Iran claims to be winning war with online gambling sites


Iran’s efforts to combat unauthorized online gambling are proving enormously successful, at least, according to the guy who has to answer to the mullahs if the campaign fails.

Iranian media quoted the nation’s top cybercop General Vahid Majid saying that the authorities had observed “an increase in cybercrime every year” since the formation of the FATA cyber police unit in 2011. Majid made the comments at a recent press conference aimed at debunking COVID-19 misinformation that was circulating online.

Majid (pictured) also warned the public that attempts to gamble online or promote such activity via social media or other digital channels during the country’s pandemic lockdown would be “dealt with severely.” Majic claimed that FATA had to date targeted “6,157 sites and 730 websites” engaged in such activities, resulting in 2,884 judicial actions against those responsible.

Last October, Majid was celebrating the disruption of nine groups responsible for 61 online gambling sites. Gambling in any form is strictly illegal in the Islamic Republic of Iran, with the authorities even targeting state television’s version of the Who Wants To Be A Millionaire game show.
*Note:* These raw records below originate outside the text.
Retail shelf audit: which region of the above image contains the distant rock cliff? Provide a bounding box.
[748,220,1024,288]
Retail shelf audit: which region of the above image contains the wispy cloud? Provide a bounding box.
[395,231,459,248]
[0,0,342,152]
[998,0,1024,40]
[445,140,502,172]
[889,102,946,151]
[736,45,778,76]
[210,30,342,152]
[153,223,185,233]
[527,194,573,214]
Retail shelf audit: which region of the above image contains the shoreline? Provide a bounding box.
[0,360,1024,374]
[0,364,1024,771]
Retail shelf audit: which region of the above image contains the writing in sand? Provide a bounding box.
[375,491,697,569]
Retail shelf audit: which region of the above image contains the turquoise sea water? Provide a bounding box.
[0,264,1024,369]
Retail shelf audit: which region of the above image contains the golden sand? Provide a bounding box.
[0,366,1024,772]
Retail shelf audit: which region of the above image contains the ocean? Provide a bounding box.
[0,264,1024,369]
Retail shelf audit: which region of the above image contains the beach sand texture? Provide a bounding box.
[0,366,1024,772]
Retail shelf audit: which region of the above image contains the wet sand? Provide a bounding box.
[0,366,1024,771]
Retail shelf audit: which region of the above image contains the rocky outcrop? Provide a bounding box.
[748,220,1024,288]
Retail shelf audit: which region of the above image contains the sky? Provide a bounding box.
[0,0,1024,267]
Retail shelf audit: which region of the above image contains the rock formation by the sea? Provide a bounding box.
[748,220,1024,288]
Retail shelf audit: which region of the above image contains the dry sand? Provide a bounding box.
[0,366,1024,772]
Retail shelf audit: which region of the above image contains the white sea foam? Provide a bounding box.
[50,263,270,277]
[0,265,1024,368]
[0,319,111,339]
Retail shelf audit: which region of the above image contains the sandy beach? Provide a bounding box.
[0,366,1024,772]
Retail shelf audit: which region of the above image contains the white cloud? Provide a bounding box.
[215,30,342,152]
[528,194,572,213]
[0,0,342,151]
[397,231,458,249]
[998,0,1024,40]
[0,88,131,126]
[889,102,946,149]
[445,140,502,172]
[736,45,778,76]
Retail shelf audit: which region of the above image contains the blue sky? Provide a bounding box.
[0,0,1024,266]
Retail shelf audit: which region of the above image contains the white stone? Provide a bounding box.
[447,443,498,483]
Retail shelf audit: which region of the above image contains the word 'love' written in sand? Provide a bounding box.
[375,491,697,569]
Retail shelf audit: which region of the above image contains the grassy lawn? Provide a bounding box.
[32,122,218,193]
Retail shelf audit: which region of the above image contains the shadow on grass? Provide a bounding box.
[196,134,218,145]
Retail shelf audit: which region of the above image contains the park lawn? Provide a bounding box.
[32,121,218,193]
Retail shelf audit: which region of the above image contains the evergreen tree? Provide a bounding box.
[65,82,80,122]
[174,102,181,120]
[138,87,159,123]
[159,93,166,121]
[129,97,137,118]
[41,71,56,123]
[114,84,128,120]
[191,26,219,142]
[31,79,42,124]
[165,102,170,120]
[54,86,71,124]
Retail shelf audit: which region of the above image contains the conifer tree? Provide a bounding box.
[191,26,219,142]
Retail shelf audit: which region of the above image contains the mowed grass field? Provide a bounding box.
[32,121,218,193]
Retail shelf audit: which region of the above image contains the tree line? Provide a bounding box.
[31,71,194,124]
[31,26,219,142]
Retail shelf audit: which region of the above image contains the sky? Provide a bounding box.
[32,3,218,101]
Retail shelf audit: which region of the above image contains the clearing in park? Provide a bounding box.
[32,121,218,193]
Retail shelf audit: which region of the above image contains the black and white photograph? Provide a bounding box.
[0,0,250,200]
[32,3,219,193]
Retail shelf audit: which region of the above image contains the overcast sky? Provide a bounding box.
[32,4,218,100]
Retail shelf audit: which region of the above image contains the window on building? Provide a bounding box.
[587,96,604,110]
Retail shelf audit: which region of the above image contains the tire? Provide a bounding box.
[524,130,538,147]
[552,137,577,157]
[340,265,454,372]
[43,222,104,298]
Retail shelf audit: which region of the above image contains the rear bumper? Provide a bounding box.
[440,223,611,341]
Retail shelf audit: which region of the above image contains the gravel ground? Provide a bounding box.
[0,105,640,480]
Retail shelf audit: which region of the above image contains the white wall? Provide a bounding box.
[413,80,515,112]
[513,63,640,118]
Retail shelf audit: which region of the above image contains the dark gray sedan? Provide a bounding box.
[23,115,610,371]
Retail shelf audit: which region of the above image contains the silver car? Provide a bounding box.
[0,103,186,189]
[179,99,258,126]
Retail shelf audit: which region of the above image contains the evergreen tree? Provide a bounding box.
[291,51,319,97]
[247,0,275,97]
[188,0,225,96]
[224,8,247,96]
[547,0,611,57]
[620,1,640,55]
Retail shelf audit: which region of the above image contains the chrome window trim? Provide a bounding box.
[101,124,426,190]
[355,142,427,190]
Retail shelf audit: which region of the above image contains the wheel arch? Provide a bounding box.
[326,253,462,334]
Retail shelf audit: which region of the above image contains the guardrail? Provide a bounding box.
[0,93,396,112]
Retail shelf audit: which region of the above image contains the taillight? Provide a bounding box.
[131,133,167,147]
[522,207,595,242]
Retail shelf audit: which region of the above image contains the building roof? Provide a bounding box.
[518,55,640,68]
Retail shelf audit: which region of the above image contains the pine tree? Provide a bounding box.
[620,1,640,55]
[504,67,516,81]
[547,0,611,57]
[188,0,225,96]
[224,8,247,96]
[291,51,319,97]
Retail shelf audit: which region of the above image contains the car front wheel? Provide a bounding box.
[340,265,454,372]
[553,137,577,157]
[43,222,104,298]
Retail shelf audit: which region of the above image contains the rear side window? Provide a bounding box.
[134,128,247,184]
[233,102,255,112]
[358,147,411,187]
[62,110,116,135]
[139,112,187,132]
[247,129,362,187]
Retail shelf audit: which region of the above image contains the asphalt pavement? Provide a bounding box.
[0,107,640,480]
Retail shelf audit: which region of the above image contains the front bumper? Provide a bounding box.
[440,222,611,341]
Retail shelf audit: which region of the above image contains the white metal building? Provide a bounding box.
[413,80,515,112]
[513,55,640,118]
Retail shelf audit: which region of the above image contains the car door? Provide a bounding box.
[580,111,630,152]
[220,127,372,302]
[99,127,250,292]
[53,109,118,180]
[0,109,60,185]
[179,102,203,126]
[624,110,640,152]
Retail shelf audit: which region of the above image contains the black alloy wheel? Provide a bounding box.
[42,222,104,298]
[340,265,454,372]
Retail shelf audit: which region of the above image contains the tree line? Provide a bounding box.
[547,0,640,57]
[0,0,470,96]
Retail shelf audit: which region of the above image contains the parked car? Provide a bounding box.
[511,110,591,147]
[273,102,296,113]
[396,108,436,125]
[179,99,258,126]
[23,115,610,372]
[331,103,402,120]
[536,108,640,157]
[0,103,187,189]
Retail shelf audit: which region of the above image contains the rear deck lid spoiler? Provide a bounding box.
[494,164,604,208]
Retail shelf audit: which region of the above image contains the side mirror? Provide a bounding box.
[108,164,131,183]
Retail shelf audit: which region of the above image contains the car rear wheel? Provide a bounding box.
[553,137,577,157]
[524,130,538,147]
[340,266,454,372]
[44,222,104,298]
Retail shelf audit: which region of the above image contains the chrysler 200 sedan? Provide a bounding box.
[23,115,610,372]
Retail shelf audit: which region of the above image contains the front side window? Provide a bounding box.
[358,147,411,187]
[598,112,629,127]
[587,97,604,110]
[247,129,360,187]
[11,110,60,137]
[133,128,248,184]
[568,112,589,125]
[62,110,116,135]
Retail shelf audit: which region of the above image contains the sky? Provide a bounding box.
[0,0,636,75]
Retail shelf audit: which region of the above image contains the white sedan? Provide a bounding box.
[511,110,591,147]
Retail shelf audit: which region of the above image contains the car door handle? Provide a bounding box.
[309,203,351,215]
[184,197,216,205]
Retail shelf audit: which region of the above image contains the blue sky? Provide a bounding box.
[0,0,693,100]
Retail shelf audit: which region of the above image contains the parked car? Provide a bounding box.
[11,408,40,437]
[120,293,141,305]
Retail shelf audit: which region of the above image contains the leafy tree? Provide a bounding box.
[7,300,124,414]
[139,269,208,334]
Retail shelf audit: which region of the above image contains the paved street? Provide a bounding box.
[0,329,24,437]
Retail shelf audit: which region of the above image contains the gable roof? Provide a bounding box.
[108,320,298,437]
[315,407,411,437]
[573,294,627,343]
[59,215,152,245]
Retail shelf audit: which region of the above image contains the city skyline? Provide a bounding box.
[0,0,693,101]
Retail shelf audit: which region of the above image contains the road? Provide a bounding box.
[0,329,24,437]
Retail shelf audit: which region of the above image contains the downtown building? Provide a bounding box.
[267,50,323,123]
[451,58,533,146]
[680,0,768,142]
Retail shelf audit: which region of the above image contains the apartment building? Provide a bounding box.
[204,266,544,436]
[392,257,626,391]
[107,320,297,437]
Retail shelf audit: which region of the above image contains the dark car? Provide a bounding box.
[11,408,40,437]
Earlier this year, the FATA chief in Hamadan province warned the public that “anyone who wants to bet on cyberspace is guilty according to the law and will be dealt with” according to the law. Iranian nationals are subject to up to six months in prison as well as 74 lashes if caught engaging in illegal gambling.

Gambling operators can face up to two years in prison, or even longer for repeat offenders, so it’s no wonder that the bulk of Iran-facing gambling operations are conducted from outside the country.

Turkey is reportedly the primary base of operations for Iran-facing gambling and betting sites, which rely on a stable of Farsi-speaking Instagram influencers, including some popular hip-hop artists, to pitch Iran-based gamblers on where to find the best online action.

These sites have no direct access to Iran’s banking system, creating the need for their customers to deal with third-parties who convert Iranian tomans into digital currency that can be funneled to the gambling sites via transactions disguised as less controversial commercial products.